Secured loans are generally used for high-value purchases such as homes or vehicles, where the lender retains ownership of the asset until the debt is settled. Failure to repay can result in the asset being repossessed and sold. Unsecured loans, by contrast, are not tied to any asset. Approval depends largely on a borrower’s credit profile, income, and overall affordability, he says..
According to Letley, credit scores, calculated by registered bureaus, play a central role in this process. Consumers are entitled to one free credit report each year, a provision designed to improve transparency and help borrowers better understand their financial standing.
The regulatory framework governing lending in South Africa is set out in the National Credit Act, which requires lenders to conduct affordability assessments before granting credit. Applicants must provide proof of identity, residence, and income, while lenders are обязed to assess existing debt levels and spending patterns.
Despite these protections, national data shows that many consumers remain financially vulnerable. According to the National Credit Regulator, its latest Consumer Credit Market Report indicates that more than 40% of credit-active consumers are classified as having impaired credit records, meaning they are behind on repayments or have adverse listings. The report also shows that unsecured credit, including personal loans, remains one of the fastest-growing segments of the market, even as default risks increase in a weak economic environment.

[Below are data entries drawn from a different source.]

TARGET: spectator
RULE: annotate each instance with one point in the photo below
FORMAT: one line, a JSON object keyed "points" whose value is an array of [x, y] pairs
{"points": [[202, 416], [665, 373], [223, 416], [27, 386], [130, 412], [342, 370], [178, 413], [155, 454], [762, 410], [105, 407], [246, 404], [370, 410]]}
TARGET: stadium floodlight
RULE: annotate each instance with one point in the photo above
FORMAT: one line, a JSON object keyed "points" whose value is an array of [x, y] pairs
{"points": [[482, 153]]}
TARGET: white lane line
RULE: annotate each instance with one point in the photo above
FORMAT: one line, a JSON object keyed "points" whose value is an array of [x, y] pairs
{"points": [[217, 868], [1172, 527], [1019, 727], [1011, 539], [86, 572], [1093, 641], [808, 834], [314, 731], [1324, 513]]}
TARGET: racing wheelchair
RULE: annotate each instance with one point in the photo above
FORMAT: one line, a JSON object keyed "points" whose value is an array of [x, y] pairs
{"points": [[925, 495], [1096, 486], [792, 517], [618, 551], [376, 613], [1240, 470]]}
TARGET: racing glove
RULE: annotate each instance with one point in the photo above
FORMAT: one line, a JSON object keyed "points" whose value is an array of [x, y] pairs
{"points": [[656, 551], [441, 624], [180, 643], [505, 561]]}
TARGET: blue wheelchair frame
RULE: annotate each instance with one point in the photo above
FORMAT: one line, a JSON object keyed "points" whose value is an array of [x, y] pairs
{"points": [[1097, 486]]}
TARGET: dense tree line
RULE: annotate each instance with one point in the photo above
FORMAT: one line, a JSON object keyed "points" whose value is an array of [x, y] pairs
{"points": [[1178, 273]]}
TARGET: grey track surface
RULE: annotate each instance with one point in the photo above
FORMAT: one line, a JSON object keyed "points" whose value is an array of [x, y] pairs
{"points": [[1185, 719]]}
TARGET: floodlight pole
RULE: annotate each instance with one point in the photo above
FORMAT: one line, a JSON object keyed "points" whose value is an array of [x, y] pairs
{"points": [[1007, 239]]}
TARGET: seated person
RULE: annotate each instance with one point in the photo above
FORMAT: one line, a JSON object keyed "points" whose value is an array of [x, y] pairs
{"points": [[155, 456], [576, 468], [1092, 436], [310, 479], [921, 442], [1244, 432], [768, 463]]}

This trend is unfolding against the backdrop of rising borrowing costs. Interest rates have remained elevated following successive hikes by the South African Reserve Bank in recent years, aimed at curbing inflation. Higher rates translate directly into more expensive debt, increasing monthly repayments for consumers and raising the total cost of credit over time.
The length of a loan term is another critical factor. Longer repayment periods may reduce monthly instalments, making loans appear more affordable in the short term, but significantly increase the total interest paid. Shorter terms, while more demanding on a monthly basis, reduce overall borrowing costs.
Letley says consumers should carefully assess affordability before taking on new debt, particularly in an environment where expenses are rising faster than incomes.
Affordability, he notes, should include a buffer for potential interest rate increases and ensure that essential costs such as housing, food, and transport can still be met. Borrowers also need to consider the full cost of credit, including initiation fees, monthly service charges, and credit life insurance, rather than focusing only on the headline interest rate.
Equally important is verifying the legitimacy of the lender. Consumers are urged to ensure that credit providers are registered and to be wary of requests for upfront fees or pressure to sign agreements without adequate review.
Flexibility in repayment, including the option to settle a loan early, can also have a significant impact on overall costs, although some agreements may include early termination fees.
“While the NCA makes the lender responsible for checking whether the applicant can afford the loan, it relies on the information that is provided. That’s why it’s important to be honest about your income and expenses. If a loan is approved because you’ve under-reported your expenses, it will add to your financial pressures. If you then can’t afford the repayments, it will negatively affect your credit score, which could limit your ability to borrow in the future,” says Letley.